Web patents - what can be patented? - manasnutcase

Hi,
The stories about web patents seem so bizarre. Like Yahoo claiming to own patent on showing ads based on some metrics. I wonder what all can and can not be patented. As in, how come Friendster or MySpace could not get online social network patented or how come Amazon could not get online book store patented?
Basically what I want to understand is - what are the features of a product for it to be patentable?
Thanks. Manas
======
mchannon
It has to be novel (though that's in the eye of the beholder), non-obvious
(subjective), and it has to be useful for something (again, subjective).

Patents are examined by people who are educated, but not necessarily business-
minded. They get paid the same whether they grant every patent or grant no
patent, but they catch hell when they grant a patent that shouldn't have
gotten through, so this puts them on the conservative side.

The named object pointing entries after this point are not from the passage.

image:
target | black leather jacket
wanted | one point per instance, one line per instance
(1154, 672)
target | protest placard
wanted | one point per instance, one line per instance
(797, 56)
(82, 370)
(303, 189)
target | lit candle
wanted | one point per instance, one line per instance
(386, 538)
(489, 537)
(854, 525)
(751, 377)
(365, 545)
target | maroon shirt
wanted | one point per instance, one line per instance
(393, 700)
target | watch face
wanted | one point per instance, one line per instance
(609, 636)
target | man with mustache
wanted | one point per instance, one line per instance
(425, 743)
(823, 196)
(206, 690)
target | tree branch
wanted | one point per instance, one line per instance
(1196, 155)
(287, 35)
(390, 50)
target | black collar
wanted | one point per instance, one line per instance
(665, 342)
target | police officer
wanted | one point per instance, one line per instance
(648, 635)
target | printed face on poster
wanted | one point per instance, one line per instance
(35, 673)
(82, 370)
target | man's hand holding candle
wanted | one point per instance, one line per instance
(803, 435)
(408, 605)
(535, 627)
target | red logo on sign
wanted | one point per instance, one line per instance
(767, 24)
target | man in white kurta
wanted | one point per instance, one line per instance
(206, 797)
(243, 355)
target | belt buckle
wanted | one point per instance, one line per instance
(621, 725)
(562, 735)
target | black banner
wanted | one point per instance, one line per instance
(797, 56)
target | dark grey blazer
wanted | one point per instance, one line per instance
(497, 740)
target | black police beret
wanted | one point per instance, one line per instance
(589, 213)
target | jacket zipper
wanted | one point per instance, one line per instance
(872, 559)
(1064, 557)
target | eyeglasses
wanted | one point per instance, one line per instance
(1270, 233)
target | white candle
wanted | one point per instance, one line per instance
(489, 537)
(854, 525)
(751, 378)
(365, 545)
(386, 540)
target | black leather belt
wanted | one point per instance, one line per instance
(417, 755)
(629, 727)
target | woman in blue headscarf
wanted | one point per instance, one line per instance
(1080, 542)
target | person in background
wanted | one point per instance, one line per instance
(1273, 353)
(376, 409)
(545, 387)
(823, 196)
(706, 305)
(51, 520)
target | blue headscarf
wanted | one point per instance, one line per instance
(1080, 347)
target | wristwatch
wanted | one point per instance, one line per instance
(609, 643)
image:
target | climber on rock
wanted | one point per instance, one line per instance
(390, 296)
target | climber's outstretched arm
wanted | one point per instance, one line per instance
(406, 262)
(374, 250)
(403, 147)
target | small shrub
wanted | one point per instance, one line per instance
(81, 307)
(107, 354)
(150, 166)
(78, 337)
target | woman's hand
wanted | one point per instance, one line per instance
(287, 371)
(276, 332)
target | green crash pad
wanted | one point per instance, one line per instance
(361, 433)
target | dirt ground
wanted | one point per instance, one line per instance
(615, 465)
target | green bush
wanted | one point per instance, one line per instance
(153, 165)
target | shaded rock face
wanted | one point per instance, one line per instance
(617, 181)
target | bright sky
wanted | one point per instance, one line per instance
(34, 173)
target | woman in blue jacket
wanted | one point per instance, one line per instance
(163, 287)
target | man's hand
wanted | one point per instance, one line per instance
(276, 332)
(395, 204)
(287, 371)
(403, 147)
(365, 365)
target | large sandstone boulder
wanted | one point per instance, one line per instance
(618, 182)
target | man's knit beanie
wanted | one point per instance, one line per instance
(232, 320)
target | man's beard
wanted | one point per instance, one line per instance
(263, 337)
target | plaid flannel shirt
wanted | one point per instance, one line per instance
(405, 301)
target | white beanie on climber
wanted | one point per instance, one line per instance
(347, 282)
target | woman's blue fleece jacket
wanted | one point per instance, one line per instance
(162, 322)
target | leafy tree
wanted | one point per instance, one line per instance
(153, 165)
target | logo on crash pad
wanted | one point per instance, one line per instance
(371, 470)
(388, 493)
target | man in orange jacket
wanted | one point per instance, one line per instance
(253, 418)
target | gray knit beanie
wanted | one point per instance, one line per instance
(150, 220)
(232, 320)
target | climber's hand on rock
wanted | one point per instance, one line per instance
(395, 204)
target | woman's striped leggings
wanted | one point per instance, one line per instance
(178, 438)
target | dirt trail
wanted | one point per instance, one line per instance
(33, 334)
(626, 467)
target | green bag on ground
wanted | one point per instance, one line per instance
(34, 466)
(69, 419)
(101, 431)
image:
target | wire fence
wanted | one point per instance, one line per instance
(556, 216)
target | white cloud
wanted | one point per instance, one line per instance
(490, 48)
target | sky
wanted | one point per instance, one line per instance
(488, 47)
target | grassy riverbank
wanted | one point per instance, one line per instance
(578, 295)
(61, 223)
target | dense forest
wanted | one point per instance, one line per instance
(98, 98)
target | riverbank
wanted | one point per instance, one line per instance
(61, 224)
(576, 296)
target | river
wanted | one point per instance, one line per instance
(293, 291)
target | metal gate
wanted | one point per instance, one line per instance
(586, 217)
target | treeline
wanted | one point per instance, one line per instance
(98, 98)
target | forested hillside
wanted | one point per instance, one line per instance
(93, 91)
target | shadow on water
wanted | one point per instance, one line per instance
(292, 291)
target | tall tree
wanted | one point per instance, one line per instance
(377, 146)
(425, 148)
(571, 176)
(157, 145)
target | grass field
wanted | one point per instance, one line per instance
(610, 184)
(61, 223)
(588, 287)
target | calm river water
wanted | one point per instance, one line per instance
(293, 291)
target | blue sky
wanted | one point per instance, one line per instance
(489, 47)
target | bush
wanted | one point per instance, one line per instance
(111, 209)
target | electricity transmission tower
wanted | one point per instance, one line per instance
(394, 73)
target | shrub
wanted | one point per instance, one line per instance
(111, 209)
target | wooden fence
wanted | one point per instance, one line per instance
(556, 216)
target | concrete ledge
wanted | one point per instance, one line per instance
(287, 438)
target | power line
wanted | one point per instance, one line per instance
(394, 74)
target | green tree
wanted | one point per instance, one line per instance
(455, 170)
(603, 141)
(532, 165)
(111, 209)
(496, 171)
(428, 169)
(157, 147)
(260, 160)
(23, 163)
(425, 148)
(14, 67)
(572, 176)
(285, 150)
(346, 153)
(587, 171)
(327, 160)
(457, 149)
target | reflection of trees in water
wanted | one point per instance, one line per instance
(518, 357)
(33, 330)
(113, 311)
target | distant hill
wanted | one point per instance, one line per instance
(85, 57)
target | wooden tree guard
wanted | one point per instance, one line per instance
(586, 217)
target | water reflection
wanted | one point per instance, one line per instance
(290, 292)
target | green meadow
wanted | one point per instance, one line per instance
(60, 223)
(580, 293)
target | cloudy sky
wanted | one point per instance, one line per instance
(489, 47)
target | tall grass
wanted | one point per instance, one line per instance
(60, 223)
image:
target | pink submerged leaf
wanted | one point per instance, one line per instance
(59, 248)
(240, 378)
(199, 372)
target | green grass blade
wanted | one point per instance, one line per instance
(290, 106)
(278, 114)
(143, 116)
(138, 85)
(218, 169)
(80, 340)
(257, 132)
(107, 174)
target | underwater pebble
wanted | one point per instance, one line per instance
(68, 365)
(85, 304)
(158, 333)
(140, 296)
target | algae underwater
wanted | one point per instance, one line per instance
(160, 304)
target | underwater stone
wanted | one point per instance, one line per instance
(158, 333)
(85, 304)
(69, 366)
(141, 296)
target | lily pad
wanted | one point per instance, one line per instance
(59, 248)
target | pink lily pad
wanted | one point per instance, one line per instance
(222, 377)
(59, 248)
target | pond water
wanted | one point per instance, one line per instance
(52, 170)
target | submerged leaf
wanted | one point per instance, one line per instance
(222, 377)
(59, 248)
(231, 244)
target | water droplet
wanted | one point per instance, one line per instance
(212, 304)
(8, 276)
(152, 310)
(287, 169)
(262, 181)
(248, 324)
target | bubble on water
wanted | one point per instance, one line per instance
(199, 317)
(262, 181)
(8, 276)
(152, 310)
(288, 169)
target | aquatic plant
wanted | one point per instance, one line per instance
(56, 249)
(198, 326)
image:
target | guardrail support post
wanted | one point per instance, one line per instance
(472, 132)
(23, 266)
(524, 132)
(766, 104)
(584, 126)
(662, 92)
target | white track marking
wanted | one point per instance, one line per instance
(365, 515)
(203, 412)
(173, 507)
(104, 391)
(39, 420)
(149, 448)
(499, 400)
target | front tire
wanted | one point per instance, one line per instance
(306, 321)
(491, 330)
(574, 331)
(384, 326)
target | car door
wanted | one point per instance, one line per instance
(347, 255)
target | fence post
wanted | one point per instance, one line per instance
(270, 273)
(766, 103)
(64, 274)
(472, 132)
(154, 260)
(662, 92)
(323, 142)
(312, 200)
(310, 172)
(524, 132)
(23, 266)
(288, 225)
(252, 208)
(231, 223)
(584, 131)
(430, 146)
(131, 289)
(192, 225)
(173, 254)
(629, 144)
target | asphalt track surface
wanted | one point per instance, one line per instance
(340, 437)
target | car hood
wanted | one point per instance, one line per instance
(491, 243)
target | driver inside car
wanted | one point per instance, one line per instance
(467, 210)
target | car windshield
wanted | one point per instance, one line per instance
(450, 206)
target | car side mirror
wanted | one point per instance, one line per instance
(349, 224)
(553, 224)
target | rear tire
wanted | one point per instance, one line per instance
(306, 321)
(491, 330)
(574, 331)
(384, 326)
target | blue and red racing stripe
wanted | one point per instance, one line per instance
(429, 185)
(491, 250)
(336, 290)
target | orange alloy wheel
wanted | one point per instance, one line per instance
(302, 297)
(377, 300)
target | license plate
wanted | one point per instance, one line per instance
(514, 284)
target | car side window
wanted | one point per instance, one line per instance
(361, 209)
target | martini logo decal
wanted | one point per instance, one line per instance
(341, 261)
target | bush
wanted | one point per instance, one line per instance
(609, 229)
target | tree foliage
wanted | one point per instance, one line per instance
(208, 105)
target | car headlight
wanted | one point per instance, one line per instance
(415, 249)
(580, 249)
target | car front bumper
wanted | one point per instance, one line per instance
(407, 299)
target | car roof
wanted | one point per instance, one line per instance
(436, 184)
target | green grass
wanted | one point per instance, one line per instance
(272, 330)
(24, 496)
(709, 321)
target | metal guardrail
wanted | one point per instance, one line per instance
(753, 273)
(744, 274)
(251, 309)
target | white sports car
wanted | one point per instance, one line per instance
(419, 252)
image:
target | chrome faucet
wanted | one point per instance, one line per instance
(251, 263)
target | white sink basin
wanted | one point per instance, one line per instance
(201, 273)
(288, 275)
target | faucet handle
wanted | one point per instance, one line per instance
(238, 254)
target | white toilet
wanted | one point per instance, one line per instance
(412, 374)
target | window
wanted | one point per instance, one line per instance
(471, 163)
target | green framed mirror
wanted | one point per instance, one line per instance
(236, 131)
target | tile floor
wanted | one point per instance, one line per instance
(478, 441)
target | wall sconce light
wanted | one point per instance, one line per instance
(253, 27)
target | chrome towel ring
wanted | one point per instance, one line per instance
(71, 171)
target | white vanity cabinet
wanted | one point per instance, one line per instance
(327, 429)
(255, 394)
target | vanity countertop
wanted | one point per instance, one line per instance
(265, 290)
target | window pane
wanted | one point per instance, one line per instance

I'd guess the non-patents you cited were on the "obviousness" grounds, though
I'd posit that up until 5 years ago it was more a matter of getting a lax
examiner and being good at negotiating than how obvious such things were or
not.

Patents aren't as ironclad as some would like, anyway. Even if they had gotten
those patents, a judge with the equivalent of a 1950's high school education
would be making the decision on their technical merit, and whether X infringes
upon Y. Good stuff gets struck down and bad stuff stays up all the time.

While waving your patents in front of the competition in order to get them to
back down, sometimes it's like you have the US army behind you, and sometimes
it's like you have the salvation army behind you, in terms of how much threat
your patents actually pose from a legal perspective.